The Uzbekistan National Pavilion at this year's biennale. Photo Gerda Studio / ACDF
The Uzbekistan National Pavilion at this year's biennale. Photo Gerda Studio / ACDF

At the heart of the maze is a projected video by Moroccan filmmaker El Mehdi Azzam, showing moments of collective research from the workshops that gave life to the project, including photos of the qalas by Turkish photographer Emine Godze Sevim. Upon exiting the maze, a wooden scaled model of the maze by Italian sculptor Miza Mucciarelli offers an overhead view, and a vitrine table showcasing various artefacts selected from the workshops, such as sketches, photos and small material experiments, which Studio KO calls “relics”.
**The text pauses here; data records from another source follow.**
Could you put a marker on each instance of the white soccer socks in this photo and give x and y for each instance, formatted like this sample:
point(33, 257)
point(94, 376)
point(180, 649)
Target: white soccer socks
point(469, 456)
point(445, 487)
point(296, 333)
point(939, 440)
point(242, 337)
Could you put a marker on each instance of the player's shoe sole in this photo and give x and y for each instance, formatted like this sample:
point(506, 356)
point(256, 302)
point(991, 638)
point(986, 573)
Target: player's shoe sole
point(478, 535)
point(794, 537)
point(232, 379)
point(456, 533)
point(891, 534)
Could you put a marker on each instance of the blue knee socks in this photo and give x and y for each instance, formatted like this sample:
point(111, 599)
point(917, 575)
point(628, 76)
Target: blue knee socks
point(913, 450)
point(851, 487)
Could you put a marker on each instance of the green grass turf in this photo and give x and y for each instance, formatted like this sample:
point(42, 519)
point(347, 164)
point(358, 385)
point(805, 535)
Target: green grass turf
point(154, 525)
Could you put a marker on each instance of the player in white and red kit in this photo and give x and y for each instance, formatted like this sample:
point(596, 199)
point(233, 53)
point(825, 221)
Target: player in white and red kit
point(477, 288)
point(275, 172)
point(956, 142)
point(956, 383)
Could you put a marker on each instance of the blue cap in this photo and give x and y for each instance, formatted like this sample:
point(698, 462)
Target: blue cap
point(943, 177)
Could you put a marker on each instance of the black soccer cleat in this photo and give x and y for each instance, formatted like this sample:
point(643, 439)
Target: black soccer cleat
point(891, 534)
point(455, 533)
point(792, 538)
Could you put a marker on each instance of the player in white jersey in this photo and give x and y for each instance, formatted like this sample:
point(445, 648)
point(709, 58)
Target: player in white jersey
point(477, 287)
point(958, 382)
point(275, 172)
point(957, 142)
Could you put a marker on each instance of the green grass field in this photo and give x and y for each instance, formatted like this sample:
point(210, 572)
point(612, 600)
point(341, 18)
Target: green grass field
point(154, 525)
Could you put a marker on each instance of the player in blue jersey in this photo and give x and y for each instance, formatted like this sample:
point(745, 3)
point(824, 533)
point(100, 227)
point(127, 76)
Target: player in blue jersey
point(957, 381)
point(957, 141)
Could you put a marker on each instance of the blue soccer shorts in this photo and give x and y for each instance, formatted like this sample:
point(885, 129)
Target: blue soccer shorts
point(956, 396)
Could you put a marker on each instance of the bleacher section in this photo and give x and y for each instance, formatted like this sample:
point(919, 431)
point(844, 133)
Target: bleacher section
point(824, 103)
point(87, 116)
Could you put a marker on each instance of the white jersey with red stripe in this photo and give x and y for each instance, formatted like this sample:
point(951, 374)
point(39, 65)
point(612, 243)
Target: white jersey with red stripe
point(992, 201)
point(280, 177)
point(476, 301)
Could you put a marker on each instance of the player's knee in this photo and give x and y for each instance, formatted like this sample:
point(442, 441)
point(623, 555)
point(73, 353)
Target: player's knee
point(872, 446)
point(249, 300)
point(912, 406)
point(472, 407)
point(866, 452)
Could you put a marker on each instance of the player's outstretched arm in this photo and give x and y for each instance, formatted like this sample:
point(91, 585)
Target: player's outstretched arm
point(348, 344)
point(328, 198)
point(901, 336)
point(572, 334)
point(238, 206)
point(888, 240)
While the pavilion rooted in history offers up an experimental architectural concept, Umerova believes that the application of similar ideas isn’t difficult to achieve. During Uzbekistan’s Soviet occupation, building designs dramatically shifted from what was previously traditional to the country. The use of air conditioning became essential for modern buildings, rather than the natural temperature regulations the clay bricks, carefully planned building layouts and high ceilings offered.

“Since the beginning of the century they used to use a lot of AC, which in my childhood was so uncommon because all of our houses were naturally good at regulating temperature,” Umerova says. “It was very hot outside but was very cold inside, because of the bricks, and then when it was winter, you just needed a few heaters and it would be nice and warm inside.

“Now when we see the new buildings, it takes a lot of time, money and energy in order to make it comfortable and it's all not sustainable,” she adds. “As we look towards the future, our ancient heritage can help us to rethink the trajectory of humanity and the role that architecture plays in shaping our collective destiny.”

Venice Biennale of Architecture runs until November 26 at Arsenale and Giardini della Biennale, Venice, Italy.